White Riot

We swear a lot: Limp Bizkit's Fred DurstPhoto: Doug Bizzaro/Corbis Outline

When hip-hop rocks – starting with Run-D.M.C.’s “Rock Box,” through Vernon Reid’s scrawling guitar solo on Public Enemy’s “Sophisticated Bitch,” and all the way to the new Outkast album – it’s usually because the genre’s producers need to add an extra layer to their aural assault. When the two are brought together for more commercial reasons, as on 1993’s soundtrack to Judgment Night, the results feel safe and artificial by comparison.

What’s interesting about today’s rap-rock hybrids isn’t fusion for its own sake but hearing how those who grew up on one genre interpret the other. During the late eighties, hip-hop covered so much musical and lyrical territory – from De La Soul to N.W.A. – that even two artists who grew out of the white rap outfit House of Pain can come up with different interpretations. For former front man Everlast, hip-hop is a vehicle for self-examination. For Limp Bizkit, whose D.J. Lethal started in House of Pain, it’s just a means to say “Fuck you.”

Everlast, born Erik Schrody, brought blues-influenced introspection (and an acoustic guitar) to his 1998 solo debut, Whitey Ford Sings the Blues. A longtime hard partyer who converted to Islam, he wrote ambitiously, if not always eloquently, about death and race on mournful songs like “Ends” and “What It’s Like.” His second album, Eat at Whitey’s (Tommy Boy), explores the same ideas, this time by piling on simplistic race-based imagery (“black Jesus,” “black coffee,” “white devils”) and ponderous musings on death (“We’re All Gonna Die,” “I Can’t Move”). This narrow focus might have worked, if Everlast were a skilled enough storyteller to bring anything new to hip-hop’s thinking about race and death. But when he isn’t spouting hip-hop clichés ("players playin’ ballers ballin’ "), he’s invoking blues ones ("Angel and the gin and the beast within say I’m gonna die”).

The rapper’s nicotine-scarred voice does sound bluesy, and his raps are serious without being arch like Beck’s.
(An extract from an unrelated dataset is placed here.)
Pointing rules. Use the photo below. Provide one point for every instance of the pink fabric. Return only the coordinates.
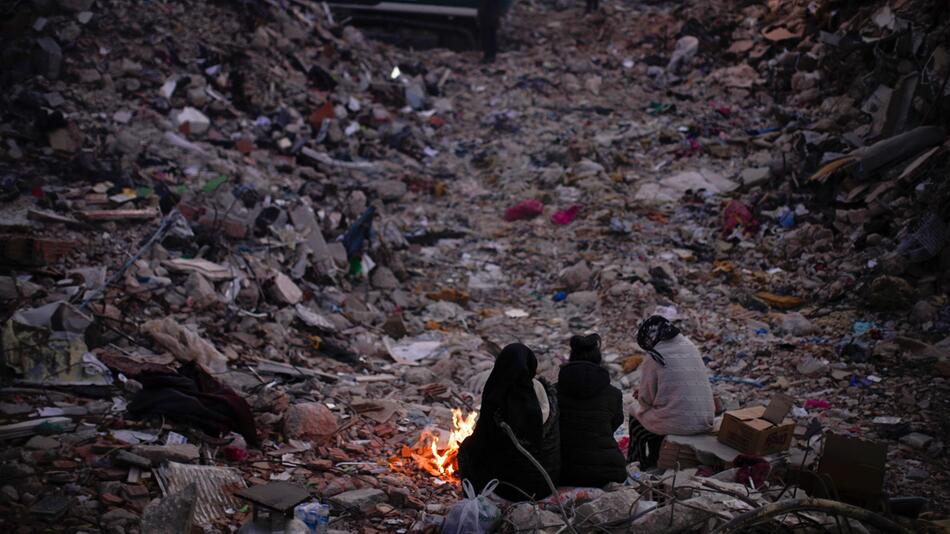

The album’s sound – a marriage of classical string arrangements and sparse drum beats – makes the guitar stomp of his rap-rock peers seem more one-dimensional than ever. But Everlast’s blues are one-shaded – nothing on Eat at Whitey’s approaches the grim fatalism of the Geto Boys’ “Mind Playin’ Tricks on Me,” Eminem’s “Rock Bottom,” or even Snoop Doggy Dogg’s “Murder Was the Case.”

Limp Bizkit also get stuck in sameness, but while Everlast tries to tackle big themes, Limp Bizkit settle for hip-hop’s simplest trope: the successful rapper surrounded by jealous “haters.” Unlike Puff Daddy, however, Limp Bizkit front man Fred Durst has reason to think the world – or at least rock critics and fellow musicians like Trent Reznor – are out to get him. Thanks to “Nookie,” Durst has become a symbol of rap-rock misogyny, and the band’s calamitous performance at Woodstock ‘99 – which climaxed in Durst’s asking fans to heed the words of “Break Stuff” – has been blamed for much of what went wrong with the festival, from the riots to the rapes.

Limp Bizkit’s new album, Chocolate Starfish and the Hot Dog Flavored Water (Interscope), begins with Durst’s offensive against Reznor (“You wanna fuck me like an animal,” he complains, in an interpolation of Nine Inch Nails’ “Closer”) and continues in the same vein (“My Generation” advises “Don’t fuck with this generation”). Elsewhere, Durst offers his piggish take-it-or-leave-it stance on relationships ("It’s my way or the highway,” he gleefully whines on “My Way”), his fantasies of the hip-hop high life ("Livin’ It Up”), and his delight with obscenity ("If I say fuck two more times that’s 46 fucks in this fucked-up rhyme”). Limp Bizkit’s music is just as predictable, complete with scratches, guitar squalls, and mosh-pit crescendos.

The lie at the center of Durst’s music (and to some extent, Eminem’s) is that anti-everything outrageousness is what separates the men from the boy bands. But as Durst’s duet with Christina Aguilera on the MTV Video Music Awards proved, the line between the two is erasable with a phone call from Viacom.